It happened after he found the balance.
After days—maybe weeks—of resisting the pull, guiding fragments of his soul into harmony with the fragile body of the girl below, Michel had finally done it.
He hadn't cured her. He hadn't saved her.
But he had given her enough balance to survive.
By guiding her inner light downward, letting the soul feed the flesh with gentleness, he had stabilized her flickering existence. The storm within had calmed, for now.
And then… she slept.
Not the twitching, shallow rest of a sick infant.
But something deeper.
A surrender of soul.
A dream.
Michel felt it instantly.
A subtle shift in the current that flowed between them.
A release.
And as she exhaled—not in breath, but in spirit—part of him was pulled away.
He didn't resist.
Not this time.
<<<< o >>>>
The world around him was made of silence.
Not absence—substance.
A silence so complete, it felt like it had shape and gravity.
The light was colorless, or perhaps all colors diluted into grey.
The air was neither warm nor cold. There was no sun, no sky, only a diffuse glow that clung to everything like breath on a mirror.
Michel stepped forward.
He did not float here.
He walked, or something close to it.
Each step felt like moving through memory—slippery, but real enough.
"What is this…?" he whispered, though no sound came.
The ground beneath him was smooth. Not stone. Not soil. Not cloud.
He looked around and saw… nothing. Until he looked again—and saw her.
Hinata.
Not the girl from stories.
Not the imagined figure from his grandchildren's laughter.

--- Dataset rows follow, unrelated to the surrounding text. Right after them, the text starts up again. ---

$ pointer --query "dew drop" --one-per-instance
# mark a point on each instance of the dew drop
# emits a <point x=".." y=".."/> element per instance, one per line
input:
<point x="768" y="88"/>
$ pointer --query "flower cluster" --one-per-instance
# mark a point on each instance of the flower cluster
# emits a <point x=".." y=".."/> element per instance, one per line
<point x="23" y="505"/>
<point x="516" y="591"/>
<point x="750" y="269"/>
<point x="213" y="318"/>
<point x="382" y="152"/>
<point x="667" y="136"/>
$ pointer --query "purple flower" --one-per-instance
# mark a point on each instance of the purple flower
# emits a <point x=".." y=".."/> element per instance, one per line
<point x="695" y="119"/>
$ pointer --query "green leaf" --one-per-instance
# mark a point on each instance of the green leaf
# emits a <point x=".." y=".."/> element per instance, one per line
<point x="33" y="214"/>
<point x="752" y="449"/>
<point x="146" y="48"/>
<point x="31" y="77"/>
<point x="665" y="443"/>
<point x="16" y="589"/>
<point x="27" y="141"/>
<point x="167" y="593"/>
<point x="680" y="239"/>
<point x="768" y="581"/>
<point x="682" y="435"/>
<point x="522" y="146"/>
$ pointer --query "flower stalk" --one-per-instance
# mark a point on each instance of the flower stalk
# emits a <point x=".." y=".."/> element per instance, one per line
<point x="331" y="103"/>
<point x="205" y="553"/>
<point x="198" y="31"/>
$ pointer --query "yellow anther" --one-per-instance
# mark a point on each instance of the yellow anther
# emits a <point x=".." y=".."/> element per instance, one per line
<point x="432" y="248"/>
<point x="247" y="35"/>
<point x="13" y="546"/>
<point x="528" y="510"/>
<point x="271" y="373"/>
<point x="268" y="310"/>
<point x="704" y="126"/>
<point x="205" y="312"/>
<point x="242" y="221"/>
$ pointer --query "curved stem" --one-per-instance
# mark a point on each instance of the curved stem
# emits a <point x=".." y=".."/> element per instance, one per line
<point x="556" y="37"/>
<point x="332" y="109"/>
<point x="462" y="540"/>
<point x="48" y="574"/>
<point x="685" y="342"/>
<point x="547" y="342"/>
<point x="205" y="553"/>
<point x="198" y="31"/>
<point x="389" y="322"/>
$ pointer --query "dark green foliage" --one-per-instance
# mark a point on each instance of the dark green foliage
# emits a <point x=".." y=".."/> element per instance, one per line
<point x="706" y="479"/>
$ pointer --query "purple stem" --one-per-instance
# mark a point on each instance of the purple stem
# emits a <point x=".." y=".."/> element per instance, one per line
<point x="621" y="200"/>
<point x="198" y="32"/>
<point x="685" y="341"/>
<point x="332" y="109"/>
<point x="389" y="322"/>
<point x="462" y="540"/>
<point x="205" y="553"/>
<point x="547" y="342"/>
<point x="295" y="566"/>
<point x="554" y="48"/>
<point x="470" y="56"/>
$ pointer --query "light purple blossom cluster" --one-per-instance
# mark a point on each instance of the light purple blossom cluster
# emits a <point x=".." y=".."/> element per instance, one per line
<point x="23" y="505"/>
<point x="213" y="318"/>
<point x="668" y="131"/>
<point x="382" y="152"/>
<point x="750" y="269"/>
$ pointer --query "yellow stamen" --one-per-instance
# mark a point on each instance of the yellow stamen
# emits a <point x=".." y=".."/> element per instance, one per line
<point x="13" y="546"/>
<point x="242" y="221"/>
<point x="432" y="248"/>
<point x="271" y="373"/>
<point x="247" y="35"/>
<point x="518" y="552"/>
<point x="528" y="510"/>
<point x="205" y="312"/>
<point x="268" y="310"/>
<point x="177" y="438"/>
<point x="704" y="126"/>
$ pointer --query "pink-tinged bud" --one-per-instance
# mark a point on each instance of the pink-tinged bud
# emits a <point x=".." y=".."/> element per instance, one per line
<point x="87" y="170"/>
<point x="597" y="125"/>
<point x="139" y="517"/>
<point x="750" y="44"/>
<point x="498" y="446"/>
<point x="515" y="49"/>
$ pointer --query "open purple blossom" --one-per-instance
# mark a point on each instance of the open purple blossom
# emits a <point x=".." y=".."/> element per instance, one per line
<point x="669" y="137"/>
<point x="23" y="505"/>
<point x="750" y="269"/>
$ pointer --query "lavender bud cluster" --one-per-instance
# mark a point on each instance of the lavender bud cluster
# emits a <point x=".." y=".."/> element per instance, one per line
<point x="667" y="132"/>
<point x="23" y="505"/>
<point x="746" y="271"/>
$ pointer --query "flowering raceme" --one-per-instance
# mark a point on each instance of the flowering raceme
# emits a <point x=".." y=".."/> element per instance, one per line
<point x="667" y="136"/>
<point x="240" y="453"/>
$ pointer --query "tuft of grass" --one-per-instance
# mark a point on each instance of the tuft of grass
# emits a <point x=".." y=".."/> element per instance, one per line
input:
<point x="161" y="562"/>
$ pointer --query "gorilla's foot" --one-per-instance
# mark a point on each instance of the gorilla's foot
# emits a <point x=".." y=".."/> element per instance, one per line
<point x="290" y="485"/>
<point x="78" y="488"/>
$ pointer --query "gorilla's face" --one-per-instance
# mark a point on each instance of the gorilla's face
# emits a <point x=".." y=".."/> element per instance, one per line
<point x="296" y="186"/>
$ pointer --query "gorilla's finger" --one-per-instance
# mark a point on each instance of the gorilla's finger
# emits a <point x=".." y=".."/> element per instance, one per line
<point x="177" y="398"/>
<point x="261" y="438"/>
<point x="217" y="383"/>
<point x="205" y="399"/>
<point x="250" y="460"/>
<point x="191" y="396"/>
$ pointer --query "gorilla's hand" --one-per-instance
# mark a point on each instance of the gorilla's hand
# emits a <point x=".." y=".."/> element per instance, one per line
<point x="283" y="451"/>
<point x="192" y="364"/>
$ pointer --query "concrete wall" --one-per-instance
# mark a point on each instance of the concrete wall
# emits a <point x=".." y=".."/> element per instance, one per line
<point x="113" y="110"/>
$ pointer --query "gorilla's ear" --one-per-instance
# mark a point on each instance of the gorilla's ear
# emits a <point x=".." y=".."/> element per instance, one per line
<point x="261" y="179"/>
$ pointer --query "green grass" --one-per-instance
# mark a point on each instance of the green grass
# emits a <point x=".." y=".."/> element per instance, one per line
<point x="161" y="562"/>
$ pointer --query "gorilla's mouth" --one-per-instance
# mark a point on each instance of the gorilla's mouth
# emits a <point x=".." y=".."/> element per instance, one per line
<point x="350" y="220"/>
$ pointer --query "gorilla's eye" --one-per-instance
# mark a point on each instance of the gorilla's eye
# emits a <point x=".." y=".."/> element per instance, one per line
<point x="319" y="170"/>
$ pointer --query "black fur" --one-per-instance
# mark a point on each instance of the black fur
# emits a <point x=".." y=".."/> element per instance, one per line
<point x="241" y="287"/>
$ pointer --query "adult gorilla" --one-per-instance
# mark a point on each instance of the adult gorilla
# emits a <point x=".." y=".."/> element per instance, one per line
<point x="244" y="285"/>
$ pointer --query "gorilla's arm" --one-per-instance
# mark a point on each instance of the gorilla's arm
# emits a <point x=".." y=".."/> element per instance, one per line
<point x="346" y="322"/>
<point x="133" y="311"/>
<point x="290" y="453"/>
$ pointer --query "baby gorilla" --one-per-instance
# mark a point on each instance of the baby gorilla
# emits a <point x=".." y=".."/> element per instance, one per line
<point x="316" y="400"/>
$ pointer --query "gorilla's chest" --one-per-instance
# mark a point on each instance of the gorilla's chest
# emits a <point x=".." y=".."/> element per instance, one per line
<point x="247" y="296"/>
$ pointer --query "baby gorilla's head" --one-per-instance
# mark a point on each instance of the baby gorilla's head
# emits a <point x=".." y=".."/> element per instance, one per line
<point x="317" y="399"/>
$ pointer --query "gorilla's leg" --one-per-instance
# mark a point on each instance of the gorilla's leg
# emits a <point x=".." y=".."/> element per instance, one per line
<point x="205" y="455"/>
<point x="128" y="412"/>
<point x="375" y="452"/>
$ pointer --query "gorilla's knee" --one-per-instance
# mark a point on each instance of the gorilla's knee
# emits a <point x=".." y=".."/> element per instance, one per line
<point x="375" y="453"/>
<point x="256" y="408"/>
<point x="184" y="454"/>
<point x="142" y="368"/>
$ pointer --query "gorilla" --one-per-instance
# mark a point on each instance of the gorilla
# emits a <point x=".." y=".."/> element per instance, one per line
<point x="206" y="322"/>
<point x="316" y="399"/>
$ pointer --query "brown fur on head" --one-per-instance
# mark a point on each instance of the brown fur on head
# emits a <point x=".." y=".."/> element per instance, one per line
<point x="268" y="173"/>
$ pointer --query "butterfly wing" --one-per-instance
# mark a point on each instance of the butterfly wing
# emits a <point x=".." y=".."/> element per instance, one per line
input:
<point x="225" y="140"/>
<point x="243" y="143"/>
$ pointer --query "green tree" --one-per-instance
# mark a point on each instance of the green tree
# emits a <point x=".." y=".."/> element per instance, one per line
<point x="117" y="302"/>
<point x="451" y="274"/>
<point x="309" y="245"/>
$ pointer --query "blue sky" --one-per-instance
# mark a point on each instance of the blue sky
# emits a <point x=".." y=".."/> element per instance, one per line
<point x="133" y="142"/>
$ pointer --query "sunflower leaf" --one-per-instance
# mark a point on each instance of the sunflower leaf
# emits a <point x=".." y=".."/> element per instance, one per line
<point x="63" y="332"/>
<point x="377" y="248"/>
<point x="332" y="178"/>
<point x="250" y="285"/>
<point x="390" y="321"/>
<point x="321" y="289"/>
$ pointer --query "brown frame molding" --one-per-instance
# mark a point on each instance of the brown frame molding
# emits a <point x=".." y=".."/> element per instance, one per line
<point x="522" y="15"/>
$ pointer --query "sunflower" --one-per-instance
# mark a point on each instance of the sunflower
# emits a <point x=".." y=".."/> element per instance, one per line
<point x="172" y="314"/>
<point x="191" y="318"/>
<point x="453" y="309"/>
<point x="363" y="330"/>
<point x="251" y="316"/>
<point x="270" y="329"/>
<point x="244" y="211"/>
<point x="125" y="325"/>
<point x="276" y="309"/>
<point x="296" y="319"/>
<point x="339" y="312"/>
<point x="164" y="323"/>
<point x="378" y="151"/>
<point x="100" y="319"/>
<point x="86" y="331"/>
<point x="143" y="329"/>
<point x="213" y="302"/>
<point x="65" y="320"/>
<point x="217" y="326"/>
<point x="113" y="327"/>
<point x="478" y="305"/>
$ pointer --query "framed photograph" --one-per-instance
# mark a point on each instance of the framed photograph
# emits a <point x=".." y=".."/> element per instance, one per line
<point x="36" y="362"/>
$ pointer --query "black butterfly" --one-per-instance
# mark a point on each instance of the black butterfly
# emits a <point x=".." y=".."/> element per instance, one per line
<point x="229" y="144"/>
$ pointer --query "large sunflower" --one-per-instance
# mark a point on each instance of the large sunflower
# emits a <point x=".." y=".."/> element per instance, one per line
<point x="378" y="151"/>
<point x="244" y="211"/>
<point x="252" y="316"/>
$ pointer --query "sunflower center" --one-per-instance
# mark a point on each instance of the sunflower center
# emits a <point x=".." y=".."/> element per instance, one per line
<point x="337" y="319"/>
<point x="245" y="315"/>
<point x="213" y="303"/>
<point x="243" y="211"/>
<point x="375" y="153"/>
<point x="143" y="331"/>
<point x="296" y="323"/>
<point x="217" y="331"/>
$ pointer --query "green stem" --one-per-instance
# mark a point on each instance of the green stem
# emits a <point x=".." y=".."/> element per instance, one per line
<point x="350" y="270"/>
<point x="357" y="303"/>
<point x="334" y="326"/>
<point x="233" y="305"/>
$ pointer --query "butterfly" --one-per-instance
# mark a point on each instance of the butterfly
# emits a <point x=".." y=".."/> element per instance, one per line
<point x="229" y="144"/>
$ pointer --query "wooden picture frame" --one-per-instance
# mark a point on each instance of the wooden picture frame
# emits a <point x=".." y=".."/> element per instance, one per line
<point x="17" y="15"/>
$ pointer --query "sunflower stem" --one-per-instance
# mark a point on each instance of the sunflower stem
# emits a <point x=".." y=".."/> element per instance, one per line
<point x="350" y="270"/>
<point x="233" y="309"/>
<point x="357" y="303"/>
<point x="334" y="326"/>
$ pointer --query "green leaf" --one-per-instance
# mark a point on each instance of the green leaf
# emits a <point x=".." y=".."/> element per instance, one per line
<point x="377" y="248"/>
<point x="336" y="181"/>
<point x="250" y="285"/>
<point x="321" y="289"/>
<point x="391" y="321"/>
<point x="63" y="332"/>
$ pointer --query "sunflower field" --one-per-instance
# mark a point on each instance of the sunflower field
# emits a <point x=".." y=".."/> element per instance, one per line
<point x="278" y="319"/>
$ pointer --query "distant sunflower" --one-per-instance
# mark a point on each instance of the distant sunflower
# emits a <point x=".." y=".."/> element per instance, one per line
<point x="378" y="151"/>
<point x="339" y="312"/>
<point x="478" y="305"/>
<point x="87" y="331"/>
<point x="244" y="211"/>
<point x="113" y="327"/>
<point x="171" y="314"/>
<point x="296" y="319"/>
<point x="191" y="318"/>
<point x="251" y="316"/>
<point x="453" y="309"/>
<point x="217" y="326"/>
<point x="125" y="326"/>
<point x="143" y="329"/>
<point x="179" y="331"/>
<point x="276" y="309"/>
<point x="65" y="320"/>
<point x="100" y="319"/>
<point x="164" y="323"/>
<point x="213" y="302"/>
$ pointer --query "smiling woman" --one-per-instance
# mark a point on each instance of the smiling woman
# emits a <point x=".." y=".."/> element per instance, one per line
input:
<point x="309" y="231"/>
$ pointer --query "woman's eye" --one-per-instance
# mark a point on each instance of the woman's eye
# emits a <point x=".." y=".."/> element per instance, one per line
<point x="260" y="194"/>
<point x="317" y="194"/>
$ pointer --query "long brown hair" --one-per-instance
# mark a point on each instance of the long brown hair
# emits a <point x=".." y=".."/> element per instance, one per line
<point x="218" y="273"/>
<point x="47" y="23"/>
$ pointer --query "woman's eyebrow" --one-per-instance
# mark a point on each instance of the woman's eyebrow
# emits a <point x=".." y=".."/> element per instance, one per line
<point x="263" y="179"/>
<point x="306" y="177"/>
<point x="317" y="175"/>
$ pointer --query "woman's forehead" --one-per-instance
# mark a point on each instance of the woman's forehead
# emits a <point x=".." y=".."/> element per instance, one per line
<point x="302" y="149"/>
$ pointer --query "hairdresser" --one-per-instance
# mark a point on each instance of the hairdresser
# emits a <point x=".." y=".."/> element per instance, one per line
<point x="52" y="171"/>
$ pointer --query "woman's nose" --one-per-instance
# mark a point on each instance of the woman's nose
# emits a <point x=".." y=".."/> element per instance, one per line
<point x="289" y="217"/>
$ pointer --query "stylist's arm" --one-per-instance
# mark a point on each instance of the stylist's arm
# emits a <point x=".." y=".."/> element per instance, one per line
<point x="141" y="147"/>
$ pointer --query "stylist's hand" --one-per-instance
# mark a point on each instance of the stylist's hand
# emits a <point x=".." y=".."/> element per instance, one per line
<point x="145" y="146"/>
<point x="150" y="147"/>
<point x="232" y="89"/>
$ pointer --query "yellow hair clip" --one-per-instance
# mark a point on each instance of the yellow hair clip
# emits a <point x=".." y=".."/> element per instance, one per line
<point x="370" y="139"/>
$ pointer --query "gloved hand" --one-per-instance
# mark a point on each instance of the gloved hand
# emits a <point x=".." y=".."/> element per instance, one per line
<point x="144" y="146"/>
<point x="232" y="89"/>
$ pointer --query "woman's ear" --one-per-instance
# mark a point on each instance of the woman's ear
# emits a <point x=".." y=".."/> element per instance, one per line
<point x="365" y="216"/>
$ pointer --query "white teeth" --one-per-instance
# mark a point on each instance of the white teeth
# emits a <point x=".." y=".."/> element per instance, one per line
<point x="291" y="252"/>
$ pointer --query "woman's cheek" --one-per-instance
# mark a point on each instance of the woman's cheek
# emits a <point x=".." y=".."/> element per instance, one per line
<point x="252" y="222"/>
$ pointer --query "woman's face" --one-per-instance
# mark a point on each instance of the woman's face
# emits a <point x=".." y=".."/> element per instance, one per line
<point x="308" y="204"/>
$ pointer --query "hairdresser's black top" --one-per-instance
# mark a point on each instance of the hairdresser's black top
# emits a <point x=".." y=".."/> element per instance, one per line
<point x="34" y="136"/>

This was her as she was now—a fragile infant, only months old.
Small. Soft. Curled up on a bed of mist that had taken the shape of grass.
She looked peaceful here.
Untouched by the fever that haunted her physical self.
Her breath rose and fell like a wave made of light.
Michel knelt beside her.
She didn't stir.
He reached out—instinctively—and paused just before his hand could brush her hair.
There was no need to touch her.
He felt her soul radiating outward. Pure. Dense. Already shimmering with the weight of a Grey Soul—too soon, too fast.
"So this is where your light hides..."
And then he felt something else.
Beyond the grey mist, in the far distance, colors moved.
Shifting shapes. Sounds without sound.
It was as if another world spilled into this one, dripping in fragments.
Dreams she didn't yet understand. Emotions without names.
And Hinata, even in her sleep, seemed aware of it.
She stirred.
Her eyes did not open.
But her tiny hand reached toward him, blindly, and touched the space where his knee might have been.
"She knows I'm here…"
Michel remained still, letting her fingers rest in nothingness.
A warmth bloomed in the center of this silent plane.
Not from her. From within him.
He closed his eyes—not because he had to, but because it felt right—and remembered.
Tatami.
Wood.
Laughter.
The snap of cloth on cloth, the scent of sweat and incense.
His dojo.
And when he opened his eyes… he didn't summon it, yet it was there. A response. A reflection. The world forming not from his will, but from the bond they now shared.
Only the outline.
Only the frame.
No walls. No roof. Just the memory of shape.
But it was there, as if summoned by remembering.
It was not dream. Not memory. It was something between—something born of soul, not mind.
And beside him, the infant soul of Hinata smiled in her sleep.
Not knowing that this place—the mist, the echo of a dojo—would become her first sanctuary.
<<<< o >>>>
Then… it ended.
The silence vanished like mist pulled by wind.
Michel's awareness snapped back into the plane he never truly left.
The weight returned—sudden, overwhelming, real.
His arms locked in place, his soul braced, the force between him and Hinata pressing inward again.
The light within her body still flickered.
The balance still teetered.
His presence still threatened to consume her if he ever faltered.
And yet… something was different.
Something in him—stronger.
Something in her—calmer.
"She reached for me," he thought.
"Even if she doesn't remember."
He adjusted his stance—spiritual or not—and let the silence within him rise again.
He was still holding the line.
But he was no longer holding it alone.